So, we all came across 404 on the Web of Documents, right?
Bernhard Haslhofer recently raised an issue at the email@example.com mailing list regarding Broken Links in LOD Data Sets, which unfortunately didn’t yield big and deep discussions. I intend to rehash the thread here, come up with a straw-man proposal and ask you for your comments.
Here is Bernhard’s core message:
If we assume that the consumers of LOD data are not humans but applications, broken links/references are not only “annoying” but could lead to severe processing errors if an application relies on a kind of “referential integrity”.
Today I gave it a quick thought after reviewing the recent TAG discussion how they intent to deal with broken links in their documents: the straw-man proposal is called ‘repairing vintage link values’ (revival) and may look as follows.

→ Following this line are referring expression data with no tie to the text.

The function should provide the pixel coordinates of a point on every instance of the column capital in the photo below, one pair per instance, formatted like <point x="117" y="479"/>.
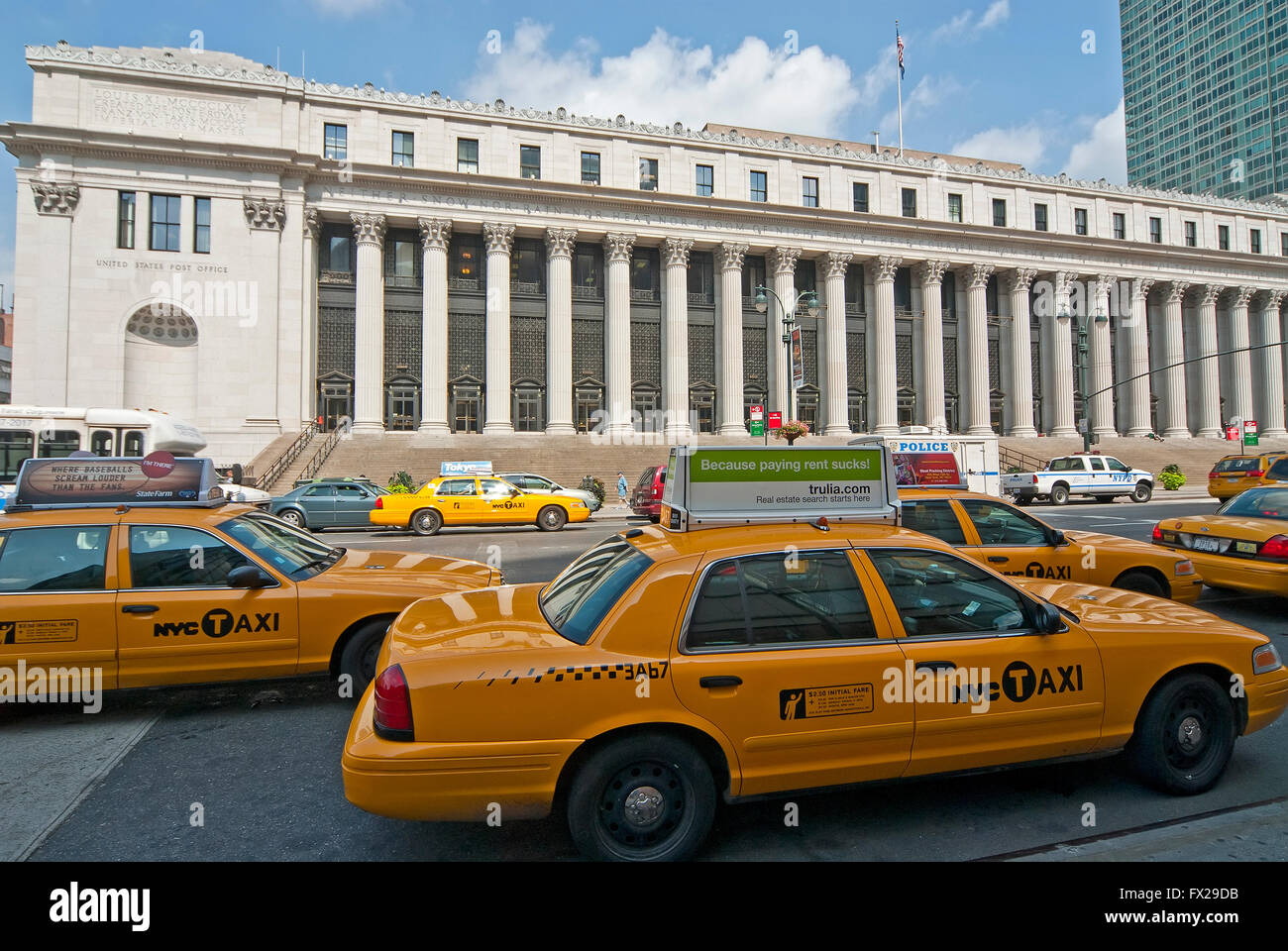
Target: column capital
<point x="498" y="238"/>
<point x="434" y="234"/>
<point x="561" y="243"/>
<point x="782" y="261"/>
<point x="617" y="248"/>
<point x="369" y="228"/>
<point x="675" y="253"/>
<point x="1020" y="279"/>
<point x="729" y="256"/>
<point x="931" y="272"/>
<point x="979" y="274"/>
<point x="887" y="265"/>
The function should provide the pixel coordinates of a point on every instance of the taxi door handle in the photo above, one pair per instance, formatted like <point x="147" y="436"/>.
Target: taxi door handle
<point x="708" y="682"/>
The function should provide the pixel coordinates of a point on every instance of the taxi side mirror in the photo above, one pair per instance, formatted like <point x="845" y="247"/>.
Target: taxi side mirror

- A human (e.g. through a built-in feature in a Web of Data browser such
as Tabulator) encounters a broken link an reports it to the respective
dataset publisher (the authoritative one who ‘owns’ it)
A machine encounters a broken link (should it then directly ping the dataset publisher or first ‘ask’ its master for permission?)
- The dataset publisher acknowledges the broken link and creates according triples as done in the case for documents (cf. TAG’s proposal)
We note that there are two important assumptions: someone who uses the data reports it and the dataset publisher (rather than a centralised service) fixes it.